MSC scholar Juliane Lang gains her PhD degree


18/09/2024
Juliane Lang

Juliane Lang successfully defended her PhD titled ‘Win-win for whom? Power and Inequality in the Chilean wine and farmed salmon value chains’ on 16 September.

 

Her thesis examines how power shapes different dimensions of inequality in the Chilean wine and farmed salmon value chains. It shows how three mechanisms are key in explaining value (re)distribution in contemporary global agrifood value chains: intangible assets, sustainability governance and dis/associations with place(s).

 

Juliane’s PhD research builds on extensive fieldwork carried out in 2022 in the Southern and Central regions of Chile, where she conducted interviews with key stakeholders in Spanish, and participated in

several industry events in the two major export industries of wine and farmed salmon.
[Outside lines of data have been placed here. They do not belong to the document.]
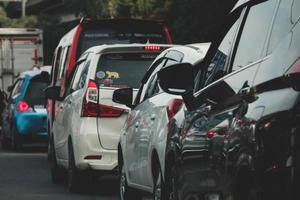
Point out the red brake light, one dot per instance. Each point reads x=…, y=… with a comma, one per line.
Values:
x=23, y=106
x=173, y=107
x=211, y=134
x=91, y=108
x=152, y=48
x=168, y=35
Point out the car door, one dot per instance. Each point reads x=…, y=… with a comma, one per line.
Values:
x=63, y=122
x=13, y=99
x=152, y=116
x=132, y=129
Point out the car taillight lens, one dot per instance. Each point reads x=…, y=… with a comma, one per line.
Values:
x=293, y=75
x=173, y=107
x=211, y=134
x=23, y=106
x=152, y=48
x=91, y=108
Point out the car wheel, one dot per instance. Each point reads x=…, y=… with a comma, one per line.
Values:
x=127, y=193
x=246, y=188
x=75, y=178
x=16, y=143
x=5, y=142
x=56, y=172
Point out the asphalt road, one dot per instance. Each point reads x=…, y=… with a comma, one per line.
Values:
x=25, y=176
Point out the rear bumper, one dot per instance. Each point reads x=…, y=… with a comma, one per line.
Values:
x=31, y=124
x=87, y=146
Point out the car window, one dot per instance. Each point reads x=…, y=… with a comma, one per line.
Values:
x=282, y=24
x=35, y=94
x=65, y=62
x=56, y=63
x=76, y=77
x=218, y=63
x=83, y=76
x=122, y=70
x=17, y=88
x=296, y=11
x=254, y=34
x=61, y=63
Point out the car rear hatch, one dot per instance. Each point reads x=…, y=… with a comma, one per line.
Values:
x=118, y=70
x=35, y=95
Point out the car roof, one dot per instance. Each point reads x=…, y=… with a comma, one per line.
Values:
x=30, y=73
x=122, y=48
x=193, y=53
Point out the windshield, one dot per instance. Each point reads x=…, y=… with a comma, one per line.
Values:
x=123, y=69
x=90, y=38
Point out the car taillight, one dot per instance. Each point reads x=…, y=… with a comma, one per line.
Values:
x=173, y=107
x=91, y=108
x=23, y=106
x=152, y=48
x=211, y=134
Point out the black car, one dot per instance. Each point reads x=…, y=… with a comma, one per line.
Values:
x=238, y=137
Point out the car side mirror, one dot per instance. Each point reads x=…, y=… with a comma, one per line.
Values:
x=53, y=93
x=123, y=96
x=179, y=79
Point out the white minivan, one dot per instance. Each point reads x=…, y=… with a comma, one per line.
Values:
x=86, y=131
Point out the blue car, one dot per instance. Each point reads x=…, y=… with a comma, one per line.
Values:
x=24, y=118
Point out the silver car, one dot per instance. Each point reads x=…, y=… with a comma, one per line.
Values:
x=141, y=151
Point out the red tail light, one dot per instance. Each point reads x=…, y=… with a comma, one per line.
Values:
x=91, y=108
x=168, y=35
x=173, y=107
x=23, y=106
x=152, y=48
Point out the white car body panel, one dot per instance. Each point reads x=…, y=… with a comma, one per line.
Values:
x=91, y=135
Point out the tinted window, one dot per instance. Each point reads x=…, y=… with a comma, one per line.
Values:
x=282, y=24
x=35, y=94
x=76, y=77
x=90, y=38
x=17, y=87
x=123, y=69
x=83, y=76
x=56, y=64
x=219, y=60
x=254, y=34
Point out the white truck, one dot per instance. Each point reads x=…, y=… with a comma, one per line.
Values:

Her thesis received much praise and constructive feedback by the examination committee: Liam Campling, Queen Mary University, London; Martin Hess, University of Manchester; and Eleni Tsingou, CBS.

 

The PhD project was part of a larger research project on Power and Inequality in Global Production Systems (PIPS) funded by the Independent Research Fund Denmark, and was supervised by Stefano Ponte (CBS) and Simon Bush (Wageningen University).